Países Bajos, Alemania, Francia y Croacia figuran entre los escépticos. La coalición reúne a viejos reticentes a la ampliación y a gobiernos que han endurecido su posición sobre el Estado de derecho, y cinco o más Estados bastan para impedir que se forme consenso en el Consejo. Las objeciones neerlandesas parecen coherentes con las propias conclusiones de la Comisión sobre Serbia, aunque las posiciones nacionales formales siguen en gran medida resguardadas tras la diplomacia del Consejo (Tweede Kamer, Informe sobre Serbia 2024). Las decisiones de fondo se toman en salas diplomáticas; al público le llegan filtraciones y explicaciones parciales.
Democracia y Rusia
La resistencia se apoya en dos objeciones conectadas. La primera es el deterioro democrático. El propio informe de la Comisión sobre Serbia señala problemas persistentes en independencia judicial, corrupción, pluralismo de los medios y condiciones electorales (Informe sobre Serbia 2024). No son preocupaciones abstractas sobre gobernanza: describen el entorno en el que trabajan periodistas, jueces y activistas opositores serbios.
La segunda es la negativa de Belgrado a alinearse con la política de la UE hacia Rusia. Serbia no se ha sumado a las sanciones europeas contra Moscú, y la Comisión considera insuficiente su convergencia en política exterior (Paquete de ampliación de 2024). Como sostiene el Instituto Alemán de Desarrollo y Sostenibilidad, la velocidad no puede sustituir a la democracia (IDOS/Makronom). La posición serbia sobre Rusia agrava cada duda sobre si Belgrado se está acercando de verdad a la UE.
Juntas, esas objeciones plantean un problema claro: si la UE permite avanzar a Serbia pese a déficits democráticos no resueltos y a una discrepancia abierta sobre las sanciones, las condiciones europeas empiezan a parecer flexibles. Ese mensaje llega a todos los demás candidatos (European Western Balkans, Euronews DE).
El contraargumento de Hungría
Hungría ofrece la réplica más nítida. Budapest trata a Serbia como un socio operativo en seguridad fronteriza y control migratorio, no como un problema de Estado de derecho (MTI, Portfolio). La lógica es sencilla: mantener cerca a Belgrado o asumir el riesgo de empujarlo hacia Moscú y Pekín.

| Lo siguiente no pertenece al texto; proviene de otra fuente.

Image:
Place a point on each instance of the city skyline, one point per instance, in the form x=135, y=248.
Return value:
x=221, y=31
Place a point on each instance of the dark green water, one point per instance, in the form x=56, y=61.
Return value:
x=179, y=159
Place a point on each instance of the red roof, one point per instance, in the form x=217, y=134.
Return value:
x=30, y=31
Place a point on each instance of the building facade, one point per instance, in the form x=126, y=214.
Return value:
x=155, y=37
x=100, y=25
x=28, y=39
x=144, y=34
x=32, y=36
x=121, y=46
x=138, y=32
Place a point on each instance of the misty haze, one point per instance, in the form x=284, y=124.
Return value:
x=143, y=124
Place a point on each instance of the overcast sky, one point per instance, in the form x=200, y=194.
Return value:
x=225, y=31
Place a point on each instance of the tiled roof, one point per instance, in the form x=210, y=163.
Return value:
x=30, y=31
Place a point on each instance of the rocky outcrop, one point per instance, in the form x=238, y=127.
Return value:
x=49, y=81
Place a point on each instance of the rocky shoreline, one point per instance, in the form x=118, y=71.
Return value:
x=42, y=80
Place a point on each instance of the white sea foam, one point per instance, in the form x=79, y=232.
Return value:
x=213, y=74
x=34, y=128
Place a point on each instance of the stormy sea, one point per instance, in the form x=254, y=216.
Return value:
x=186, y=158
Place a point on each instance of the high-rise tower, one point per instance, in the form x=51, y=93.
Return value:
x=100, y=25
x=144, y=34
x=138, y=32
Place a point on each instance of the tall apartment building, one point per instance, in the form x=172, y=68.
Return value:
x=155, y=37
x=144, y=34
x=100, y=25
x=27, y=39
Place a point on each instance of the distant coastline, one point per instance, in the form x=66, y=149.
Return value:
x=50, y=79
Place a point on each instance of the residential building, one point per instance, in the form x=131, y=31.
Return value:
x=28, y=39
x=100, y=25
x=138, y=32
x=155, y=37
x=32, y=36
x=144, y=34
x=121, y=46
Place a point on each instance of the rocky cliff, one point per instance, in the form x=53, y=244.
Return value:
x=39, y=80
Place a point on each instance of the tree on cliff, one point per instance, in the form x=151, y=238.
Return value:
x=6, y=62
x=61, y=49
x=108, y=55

La advertencia no carece de fundamento. Si Serbia concluye que las reformas nunca se traducirán en avances reales, la capacidad de influencia de la UE se debilitará por desencanto. Pero el argumento húngaro esquiva las objeciones concretas planteadas por los Estados que bloquean la decisión: falta de progreso en corrupción, libertad de prensa, estándares electorales y alineamiento con las sanciones (SZMSZ). Defender el compromiso con Belgrado sin responder a las razones de la resistencia cambia el tema, no lo refuta.
La señal más amplia
La disputa por el bloque 3 va más allá de Serbia. A Ucrania y Moldavia se les dice que la adhesión a la UE exige reformas profundas bajo la presión de la guerra. Los países que llevan dos décadas esperando observan si Kyiv recibe un trato más rápido. Si Serbia avanza sin cumplir los estándares, la pregunta sobre la credibilidad funciona en ambas direcciones: ¿por qué debería creer cualquier candidato que las condiciones son reales?
Falta saber si existe una vía intermedia. Los Estados miembros podrían exigir una hoja de ruta pública de reformas, fijar indicadores intermedios más claros o endurecer las condiciones ligadas a los fondos de preadhesión antes de revisar la decisión sobre el bloque negociador. Esa alternativa apenas aparece en un debate reducido a abrir o bloquear. La Comisión debería publicar el cuadro de evaluación que, según afirma, Serbia ha superado. Mientras no lo haga, tanto la recomendación como la resistencia seguirán siendo afirmaciones que el público no puede verificar por sí mismo.